Engineer creates fully functional ‘Star Wars’ lightsaber that cuts through steel
An engineer has created a fully functional – and likely very deadly – lightsaber.
An engineer and YouTuber based in Canada has created a fully functional – and likely very deadly – lightsaber, turning the concept introduced over four decades ago by the first Star Wars film into a reality.
While numerous Star Wars fanatics have tried their hand at creating an actual working version of the Jedi weapon, these “weapons” have largely been combinations of non-retractable metal tubing and light, or glorified versions of the retractable plastic toy lightsabers.
However, for James Hobson – known to his YouTube fans as “The Hacksmith” – such prop-like devices ignore the essential nature of the lightsaber as a fixed-length laser that both glows and can melt through metal.
And because Hobson understands the basic principles of laser engineering, he was able to create his own version of the glowing blade wielded by the Jedi and described in the 1977 film as “An elegant weapon – for a more civilizd age.”
In a new video for Hacksmith Industries’ “Make It Real” series, Hobson demonstrates how he managed to transform a concept previously depicted through Hollywood special effects and CGI into a working device.
The video, which dropped on Thursday, has since gone viral and racked up over 12 million views.
The replica lightsaber relies on a portable backpack connected to a hilt designed to appear similar to those in the films.
The hilt pumps out a constant stream of propane gas which, when mixed with oxygen, creates a beam-like blast of plasma flame that looks similar to the light from the sabers and burns at over 4,000 degrees Fahrenheit – meaning that it can make short work of thick pieces of metal and can even slice through steel.
Hobson also showed how a range of different salts can be placed into the plasma stream to alter the color of the beam. For example, boric acid can make the beam green, while sodium chloride (table salt) can turn it yellow. Calcium chloride will produce an amber color, while strontium chloride will turn the beam red.
“Even with all of our new equipment and capabilities, we’re still bound by the laws of thermodynamics,” the Hacksmith explains in the video.

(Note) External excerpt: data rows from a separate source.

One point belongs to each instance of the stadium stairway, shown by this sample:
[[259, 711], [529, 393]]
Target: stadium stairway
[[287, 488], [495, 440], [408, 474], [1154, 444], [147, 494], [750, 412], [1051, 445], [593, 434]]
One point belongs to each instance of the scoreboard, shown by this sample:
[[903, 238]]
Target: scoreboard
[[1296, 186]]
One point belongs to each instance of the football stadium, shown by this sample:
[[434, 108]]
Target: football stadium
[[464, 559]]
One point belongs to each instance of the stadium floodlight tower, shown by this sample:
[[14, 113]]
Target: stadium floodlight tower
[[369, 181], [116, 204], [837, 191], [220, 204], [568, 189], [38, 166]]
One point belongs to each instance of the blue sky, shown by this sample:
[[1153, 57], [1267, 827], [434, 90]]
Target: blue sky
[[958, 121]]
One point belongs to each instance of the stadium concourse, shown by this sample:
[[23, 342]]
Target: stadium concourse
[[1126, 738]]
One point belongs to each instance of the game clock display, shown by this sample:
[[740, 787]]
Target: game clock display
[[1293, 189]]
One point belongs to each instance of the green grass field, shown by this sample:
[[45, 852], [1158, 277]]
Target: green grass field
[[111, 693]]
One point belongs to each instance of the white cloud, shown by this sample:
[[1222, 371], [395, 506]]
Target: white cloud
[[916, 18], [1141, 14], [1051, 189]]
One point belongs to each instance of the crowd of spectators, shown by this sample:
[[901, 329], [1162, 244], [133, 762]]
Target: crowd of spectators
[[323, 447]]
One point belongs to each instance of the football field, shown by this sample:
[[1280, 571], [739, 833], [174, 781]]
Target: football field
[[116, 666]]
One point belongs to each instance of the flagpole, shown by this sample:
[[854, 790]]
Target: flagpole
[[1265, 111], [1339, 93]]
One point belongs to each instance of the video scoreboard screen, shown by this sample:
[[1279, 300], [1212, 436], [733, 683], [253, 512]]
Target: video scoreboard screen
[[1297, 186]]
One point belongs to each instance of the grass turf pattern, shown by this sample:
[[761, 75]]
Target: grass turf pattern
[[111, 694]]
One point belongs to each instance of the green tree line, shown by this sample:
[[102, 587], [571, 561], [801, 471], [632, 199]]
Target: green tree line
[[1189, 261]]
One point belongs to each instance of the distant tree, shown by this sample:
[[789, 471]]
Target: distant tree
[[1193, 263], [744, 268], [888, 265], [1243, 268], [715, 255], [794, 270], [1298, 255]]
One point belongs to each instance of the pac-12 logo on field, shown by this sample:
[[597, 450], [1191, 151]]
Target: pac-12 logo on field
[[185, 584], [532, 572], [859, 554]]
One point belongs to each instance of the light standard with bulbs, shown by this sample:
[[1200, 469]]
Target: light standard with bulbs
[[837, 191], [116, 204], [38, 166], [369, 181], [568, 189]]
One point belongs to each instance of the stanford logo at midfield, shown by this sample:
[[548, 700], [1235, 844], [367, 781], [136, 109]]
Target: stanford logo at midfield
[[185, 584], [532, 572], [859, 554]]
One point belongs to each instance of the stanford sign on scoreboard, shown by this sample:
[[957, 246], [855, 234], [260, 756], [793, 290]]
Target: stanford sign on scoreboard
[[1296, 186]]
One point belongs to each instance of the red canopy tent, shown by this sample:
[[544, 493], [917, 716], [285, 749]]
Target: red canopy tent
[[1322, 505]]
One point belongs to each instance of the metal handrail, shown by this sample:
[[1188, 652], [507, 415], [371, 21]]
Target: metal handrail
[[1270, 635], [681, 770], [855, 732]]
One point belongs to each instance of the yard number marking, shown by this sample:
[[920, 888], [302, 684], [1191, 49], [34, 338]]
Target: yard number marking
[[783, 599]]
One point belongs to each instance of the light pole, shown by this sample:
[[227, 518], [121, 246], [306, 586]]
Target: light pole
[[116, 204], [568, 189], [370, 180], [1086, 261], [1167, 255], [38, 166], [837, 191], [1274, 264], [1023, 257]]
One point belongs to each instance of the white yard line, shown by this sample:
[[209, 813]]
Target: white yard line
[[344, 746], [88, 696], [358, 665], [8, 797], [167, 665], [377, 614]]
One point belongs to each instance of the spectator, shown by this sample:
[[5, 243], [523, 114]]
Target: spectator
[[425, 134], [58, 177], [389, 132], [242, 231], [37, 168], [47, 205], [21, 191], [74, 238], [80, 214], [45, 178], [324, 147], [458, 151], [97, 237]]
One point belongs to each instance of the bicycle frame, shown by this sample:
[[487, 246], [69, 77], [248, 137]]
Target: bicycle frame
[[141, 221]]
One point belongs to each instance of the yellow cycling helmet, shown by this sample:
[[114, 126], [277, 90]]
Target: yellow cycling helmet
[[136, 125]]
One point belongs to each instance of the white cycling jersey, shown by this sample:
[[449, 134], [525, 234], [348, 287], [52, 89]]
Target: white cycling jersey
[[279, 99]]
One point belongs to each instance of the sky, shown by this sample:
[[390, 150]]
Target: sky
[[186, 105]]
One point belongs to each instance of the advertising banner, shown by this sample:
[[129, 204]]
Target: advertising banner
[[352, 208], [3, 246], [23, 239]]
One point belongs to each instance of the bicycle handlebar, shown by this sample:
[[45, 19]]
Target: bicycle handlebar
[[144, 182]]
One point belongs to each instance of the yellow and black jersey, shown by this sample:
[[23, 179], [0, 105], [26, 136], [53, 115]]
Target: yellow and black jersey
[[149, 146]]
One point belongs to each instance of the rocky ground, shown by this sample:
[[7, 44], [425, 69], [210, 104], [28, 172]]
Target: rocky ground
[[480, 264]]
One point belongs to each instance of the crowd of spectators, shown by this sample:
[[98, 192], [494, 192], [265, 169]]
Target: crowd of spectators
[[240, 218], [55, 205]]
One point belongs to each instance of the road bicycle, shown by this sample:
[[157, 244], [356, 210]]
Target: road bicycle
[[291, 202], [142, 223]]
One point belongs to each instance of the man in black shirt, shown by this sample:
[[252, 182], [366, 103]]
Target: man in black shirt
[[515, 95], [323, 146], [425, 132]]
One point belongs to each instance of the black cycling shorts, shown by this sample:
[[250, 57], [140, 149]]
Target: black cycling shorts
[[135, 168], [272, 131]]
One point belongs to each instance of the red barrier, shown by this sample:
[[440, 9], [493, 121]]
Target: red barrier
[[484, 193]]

“Well, theories say that plasma is best held in a beam by a magnetic field, which, scientifically, checks out,” he continues. “The issue is producing a strong enough electromagnetic field to contain a blade, well the lightsaber would have to be quite literally built inside a box coated in electromagnets, which turns it into a kind of useless science project.”
The outcome of Hobson’s project is a retractable lightsaber replica that glows “so bright … this actually hurts to look at,” Hobson said.
If you can’t resist owning the epic armament of Jedi knights and Sith lords who engaged in bitter struggles “a long time ago in a galaxy far, far away,” the price tag also matches its intense heat: The laminar nozzle alone cost about $4,000.
“What we’ve made so far are some of the closest representations of lightsabers using real life technologies,” Hobson said.
“They look like a lightsaber, they sound like a lightsaber and at temperatures of over 3000F, they actually cut stuff like a lightsaber.”